Humanity has survived many pandemics throughout history and they have often taught us lessons that helped spur subsequent progress.
For example, the kingdoms and states of central and western Europe abolished serfdom once it became clear in the aftermath of devastating pestilence that dependency and servitude jeopardized leaders’ hold on power.
Similarly, the 1918 Spanish flu pandemic killed more than 50 million people, but highlighted the vulnerability of entire countries in the absence of widespread access to basic healthcare. That episode spurred governments to start building the public health systems that improved life so much in the 20th century.
More often than not, humanity has banded together in the face of all kinds of threats. The COVID-19 pandemic and its many ramifications threaten to push our social, political and economic structures to the breaking point. If the past teaches us anything, it is that our survival and welfare demand that we change.

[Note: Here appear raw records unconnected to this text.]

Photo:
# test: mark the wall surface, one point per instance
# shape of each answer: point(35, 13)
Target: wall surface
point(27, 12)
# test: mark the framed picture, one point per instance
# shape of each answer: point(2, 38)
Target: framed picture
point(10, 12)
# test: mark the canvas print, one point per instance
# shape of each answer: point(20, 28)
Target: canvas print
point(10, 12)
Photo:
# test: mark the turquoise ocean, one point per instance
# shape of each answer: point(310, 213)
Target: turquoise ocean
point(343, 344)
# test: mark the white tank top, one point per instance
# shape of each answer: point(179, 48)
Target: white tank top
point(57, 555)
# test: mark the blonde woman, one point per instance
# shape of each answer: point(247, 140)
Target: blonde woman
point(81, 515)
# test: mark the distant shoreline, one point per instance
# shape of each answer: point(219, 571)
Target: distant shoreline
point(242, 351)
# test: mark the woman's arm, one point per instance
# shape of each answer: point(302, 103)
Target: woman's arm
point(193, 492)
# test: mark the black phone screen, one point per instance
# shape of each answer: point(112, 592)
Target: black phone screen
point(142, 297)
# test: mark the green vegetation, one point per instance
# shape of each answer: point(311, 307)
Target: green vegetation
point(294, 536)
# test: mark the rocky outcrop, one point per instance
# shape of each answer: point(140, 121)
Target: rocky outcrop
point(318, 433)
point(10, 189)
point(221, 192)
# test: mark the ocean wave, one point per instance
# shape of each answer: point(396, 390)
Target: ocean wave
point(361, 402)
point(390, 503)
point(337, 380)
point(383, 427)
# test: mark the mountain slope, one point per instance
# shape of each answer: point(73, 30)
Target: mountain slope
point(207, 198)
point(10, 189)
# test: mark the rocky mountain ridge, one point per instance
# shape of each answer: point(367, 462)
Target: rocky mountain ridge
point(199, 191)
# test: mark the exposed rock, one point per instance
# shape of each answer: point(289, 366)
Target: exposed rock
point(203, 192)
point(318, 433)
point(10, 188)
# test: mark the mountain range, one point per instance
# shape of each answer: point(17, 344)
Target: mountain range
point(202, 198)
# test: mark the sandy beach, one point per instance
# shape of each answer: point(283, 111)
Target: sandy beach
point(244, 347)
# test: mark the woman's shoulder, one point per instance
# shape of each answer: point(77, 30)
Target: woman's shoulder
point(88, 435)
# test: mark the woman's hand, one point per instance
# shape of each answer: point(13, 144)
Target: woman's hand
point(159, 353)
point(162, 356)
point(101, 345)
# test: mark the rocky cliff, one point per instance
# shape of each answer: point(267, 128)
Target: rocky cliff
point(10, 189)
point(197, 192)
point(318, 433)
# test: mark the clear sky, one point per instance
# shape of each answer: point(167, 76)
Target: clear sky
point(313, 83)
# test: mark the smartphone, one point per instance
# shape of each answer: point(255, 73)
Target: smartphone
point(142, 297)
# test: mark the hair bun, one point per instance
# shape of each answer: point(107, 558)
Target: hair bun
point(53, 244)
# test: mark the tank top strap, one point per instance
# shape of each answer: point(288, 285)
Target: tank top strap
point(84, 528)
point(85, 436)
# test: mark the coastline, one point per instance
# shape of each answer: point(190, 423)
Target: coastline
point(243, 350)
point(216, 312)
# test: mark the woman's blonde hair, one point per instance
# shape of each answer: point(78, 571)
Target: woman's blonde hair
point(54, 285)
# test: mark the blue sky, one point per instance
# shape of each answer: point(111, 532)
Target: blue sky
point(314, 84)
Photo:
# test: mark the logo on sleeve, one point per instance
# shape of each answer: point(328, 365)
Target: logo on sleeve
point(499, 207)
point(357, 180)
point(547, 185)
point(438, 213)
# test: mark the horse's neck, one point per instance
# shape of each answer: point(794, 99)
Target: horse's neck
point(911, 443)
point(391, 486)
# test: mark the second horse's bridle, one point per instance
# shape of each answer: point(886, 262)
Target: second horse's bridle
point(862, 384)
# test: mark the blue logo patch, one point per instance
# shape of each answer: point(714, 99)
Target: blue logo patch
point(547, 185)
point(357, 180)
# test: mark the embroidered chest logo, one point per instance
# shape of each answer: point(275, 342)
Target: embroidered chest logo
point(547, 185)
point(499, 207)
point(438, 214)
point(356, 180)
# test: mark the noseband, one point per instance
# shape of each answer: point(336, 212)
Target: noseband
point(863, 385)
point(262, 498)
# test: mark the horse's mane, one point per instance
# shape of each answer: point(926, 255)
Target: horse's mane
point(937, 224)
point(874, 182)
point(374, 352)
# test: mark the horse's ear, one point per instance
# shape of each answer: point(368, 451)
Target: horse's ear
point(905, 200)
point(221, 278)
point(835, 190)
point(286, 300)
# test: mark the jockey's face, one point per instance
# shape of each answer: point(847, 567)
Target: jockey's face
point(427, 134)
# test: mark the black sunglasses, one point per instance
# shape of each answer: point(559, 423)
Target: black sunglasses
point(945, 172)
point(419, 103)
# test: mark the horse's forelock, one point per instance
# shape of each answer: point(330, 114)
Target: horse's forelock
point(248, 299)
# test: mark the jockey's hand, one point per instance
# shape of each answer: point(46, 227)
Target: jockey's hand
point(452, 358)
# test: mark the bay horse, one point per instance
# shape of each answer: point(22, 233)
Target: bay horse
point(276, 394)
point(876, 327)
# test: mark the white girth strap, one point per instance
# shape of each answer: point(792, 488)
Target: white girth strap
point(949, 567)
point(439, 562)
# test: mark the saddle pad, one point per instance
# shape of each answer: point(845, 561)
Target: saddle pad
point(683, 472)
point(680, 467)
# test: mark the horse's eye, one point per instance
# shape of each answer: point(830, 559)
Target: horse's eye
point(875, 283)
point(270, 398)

The combination of disease, recession and fear can rapidly overwhelm states and societies. Each coming day brings increasing challenges that can be met only by caring for the sick; minimizing the effects of shutdowns on lives and livelihoods; securing the delivery of adequate water, food and energy supplies; and racing to find a cure for the virus.
As in any asymmetric conflict, success depends on resilience. To contain the economic and sociopolitical fallout from the crisis, policymakers should focus on preserving human dignity and welfare as the bedrock of national and international security.
In much of the world, the most vulnerable members of society are those on the front lines of the crisis: not just doctors, nurses, caregivers and pharmacists, but also sanitation workers, farmers, supermarket cashiers and truck drivers.
These people are displaying the courage, sacrifice and dedication that would see us through the next 12 to 18 months of lockdowns, but in the absence of state support, what is to happen to the hundreds of thousands of people who have been laid off and the millions more who face looming hardship as unemployment continues to rise?
As the calls for social distancing grow louder and more incessant, we must remember our humanitarian duty to one another. Security, far from being individual, is collective and global.
The logic of mutually assured survival does not allow for gray areas. In the end, successful conflict resolution always finds a way to transcend political beliefs, nationality, ethnicity, gender and religion. Likewise, beating back this pandemic would require that our commitment to life be truly universal.
The world has reliable brokers that can help to manage this and other crises, such as the International Committee of the Red Cross and Doctors Without Borders. They and other similarly trusted organizations must take the lead in developing a public platform of health facts so that everyone understands both the scale of the challenge and the changes that we must make to meet it.
Similarly, those who cry hoax need to be exposed as the callous cynics that they are.
The people who have been attacked the most over the past few years — migrants and refugees — must be an integral part of national efforts to halt the spread of the coronavirus.
The UN Economic and Social Commission for Western Asia has said that 55 million people in the region require some sort of humanitarian assistance, and that displaced women and girls are especially vulnerable in a pandemic — so the challenge to both public health and our shared humanity is vast.
Fortunately, the multilateral system, although damaged by nationalist attacks over the past few years, still has the capacity to face up to this existential crisis.
Although human solidarity initially was significantly weakened as the coronavirus spread from China, it is now being bolstered by Chinese assistance to Italy and other countries in their time of need.
The crisis is equally a crisis of globalization, which, while it has lifted hundreds of millions out of poverty over the past few decades, has also undermined the foundations of sustainability. A better globalization would require nothing less than extending the ethic of human solidarity beyond the contours of our immediate response to the pandemic.
Real success lies not in taming a pathogen, but in rediscovering and institutionalizing the true values of compassion, respect and generosity in the weeks and months ahead.
Prince El Hassan bin Talal is the founder and chairman of the Arab Thought Forum and the West Asia-North Africa Forum, and chairman of the Board of Trustees of the Royal Institute for Inter-Faith Studies.